To honor Robin Hochstrasser and support young scientists Elsevier has initiated for Chemical Physics the Robin Hochstrasser Young Investigator Award. Professor Hochstrasser was one of the pioneers in ultrafast spectroscopy of molecular systems and has made seminal contributions to our understanding of condensed phase structure and dynamics. His group was the first to introduce 2D IR spectroscopy in 1998 as optical analogue of nuclear magnetic resonance (NMR) spectroscopy. Today, this technique is among the most important in ultrafast science. At MBI, it has been extended into the terahertz range and is being applied to biophysical problems.
The Robin Hochstrasser Young Investigator Award of Chemical Physics is granted to excellent scientists younger than 40 years of age on the basis of their scientific contributions. An international committee of scientists, consisting of five members of the editorial board of Chemical Physics, selects the winner from the nominations.

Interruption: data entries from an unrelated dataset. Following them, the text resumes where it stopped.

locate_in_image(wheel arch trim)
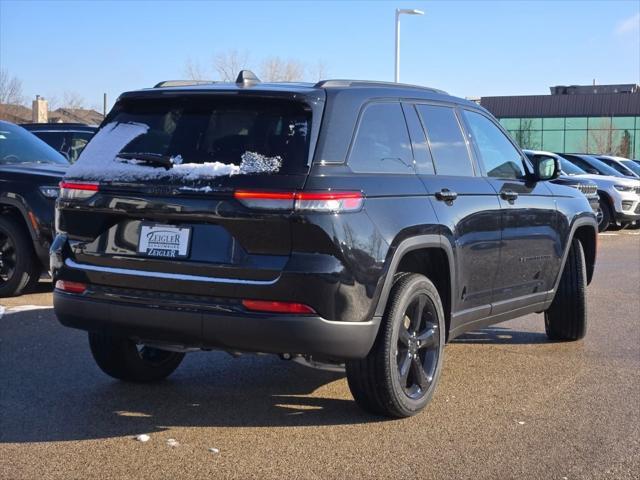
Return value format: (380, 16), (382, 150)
(547, 216), (598, 302)
(374, 234), (455, 316)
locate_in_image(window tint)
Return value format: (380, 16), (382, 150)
(417, 105), (473, 176)
(464, 110), (524, 178)
(106, 95), (311, 174)
(349, 103), (413, 173)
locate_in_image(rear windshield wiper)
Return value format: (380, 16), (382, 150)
(117, 153), (179, 170)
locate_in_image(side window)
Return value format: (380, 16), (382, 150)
(417, 105), (473, 177)
(349, 103), (414, 173)
(402, 103), (435, 175)
(464, 110), (525, 178)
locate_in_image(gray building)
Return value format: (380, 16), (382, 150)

Benjamin Fingerhut joined the MBI in 2014 and is currently supported by an Emmy Noether Early Career Grant of the German Research Foundation (DFG) which allowed him to establish the new Junior Research Group: Biomolecular Dynamics at the MBI. His research involves the development of state of the art spectroscopic simulation techniques and their application to the real-time determination of ultrafast structural dynamics of molecular and biomolecular systems. The group combines analytical and computational approaches for novel simulation protocols suited to investigate excited-state non-adiabatic dynamics as well as vibrational dynamics of spacio-selective probes like phosphate groups to explore fluctuation induced decoherence dynamics in aqueous and biological environments.